Hello Authors, congratulations on your published work.
I noticed that many python books on time series don’t pay as much details or attention to Volatility clustering as R books on time series.
Is there a reason for that?
Are there other tools besides classical methods of Arch and Garch family of tools to analyze variability in volatility and how to predict such?

Ashish Patel

Hi Michael Enudi,
Thank you for your kind words.
There are a few reasons why many Python books on time series don’t pay as much attention to volatility clustering as R books.
> - R has a number of packages that are specifically designed for volatility clustering analysis, such as the rugarch package. Python does not have a dedicated package for volatility clustering analysis, so it is often covered in more general time series books.

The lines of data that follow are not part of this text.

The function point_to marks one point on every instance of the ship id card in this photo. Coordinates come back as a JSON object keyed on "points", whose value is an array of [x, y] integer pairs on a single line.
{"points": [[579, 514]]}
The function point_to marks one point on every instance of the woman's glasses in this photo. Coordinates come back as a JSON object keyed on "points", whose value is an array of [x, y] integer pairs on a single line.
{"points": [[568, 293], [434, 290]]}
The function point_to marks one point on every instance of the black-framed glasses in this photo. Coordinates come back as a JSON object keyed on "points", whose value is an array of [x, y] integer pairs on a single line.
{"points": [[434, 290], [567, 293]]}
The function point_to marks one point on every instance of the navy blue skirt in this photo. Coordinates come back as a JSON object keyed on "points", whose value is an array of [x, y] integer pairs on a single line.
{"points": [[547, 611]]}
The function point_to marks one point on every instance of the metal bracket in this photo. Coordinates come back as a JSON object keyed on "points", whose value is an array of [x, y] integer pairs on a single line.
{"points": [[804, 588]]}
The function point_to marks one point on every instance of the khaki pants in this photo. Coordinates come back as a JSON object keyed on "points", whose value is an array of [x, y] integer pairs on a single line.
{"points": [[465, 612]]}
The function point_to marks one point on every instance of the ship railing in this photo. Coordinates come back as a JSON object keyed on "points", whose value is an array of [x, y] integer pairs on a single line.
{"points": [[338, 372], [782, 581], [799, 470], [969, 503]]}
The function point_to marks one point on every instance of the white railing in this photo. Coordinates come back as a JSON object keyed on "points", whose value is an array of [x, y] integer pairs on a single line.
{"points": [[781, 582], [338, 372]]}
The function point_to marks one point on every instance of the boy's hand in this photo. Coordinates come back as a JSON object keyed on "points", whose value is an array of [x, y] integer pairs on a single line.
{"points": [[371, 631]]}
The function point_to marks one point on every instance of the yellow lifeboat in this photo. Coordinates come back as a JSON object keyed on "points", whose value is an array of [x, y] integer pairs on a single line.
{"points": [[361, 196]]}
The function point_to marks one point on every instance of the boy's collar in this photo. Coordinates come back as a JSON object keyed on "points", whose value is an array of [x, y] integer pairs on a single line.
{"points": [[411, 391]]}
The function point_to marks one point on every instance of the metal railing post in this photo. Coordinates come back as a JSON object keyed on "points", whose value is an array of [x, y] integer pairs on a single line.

> - Volatility clustering is a more advanced topic in time series analysis, and it is not essential for understanding the basics of time series forecasting. Many Python books are aimed at beginners, so they may not cover volatility clustering in detail.
> - Volatility clustering is a relatively new topic in time series analysis, and it is still being researched. As a result, there is not as much literature on volatility clustering in Python as there is in R.
There are a number of other tools besides classical methods of ARCH and GARCH family of tools to analyze variability in volatility and how to predict such. Some of these tools include:
> - Power GARCH: This is a generalization of the GARCH model that allows for more flexibility in the modeling of volatility.
> - Exponential GARCH: This is a variant of the GARCH model that uses an exponential decay function to model the autocorrelation of the squared errors.
> - TARCH: This is a threshold autoregressive conditional heteroskedasticity model that allows for different levels of volatility depending on the value of the underlying time series.
> - VARX: This is a vector autoregressive model that allows for exogenous variables to impact the volatility of the time series.
The choice of which tool to use depends on the specific application. For example, if the goal is to forecast volatility for a financial asset, then a model such as the GARCH or Power GARCH model may be appropriate. However, if the goal is to forecast volatility for a non-financial asset, then a model such as the TARCH or VARX model may be more appropriate.
It is important to note that no single tool is perfect for all volatility forecasting applications. As a result, it is often necessary to use a combination of tools to get the best results.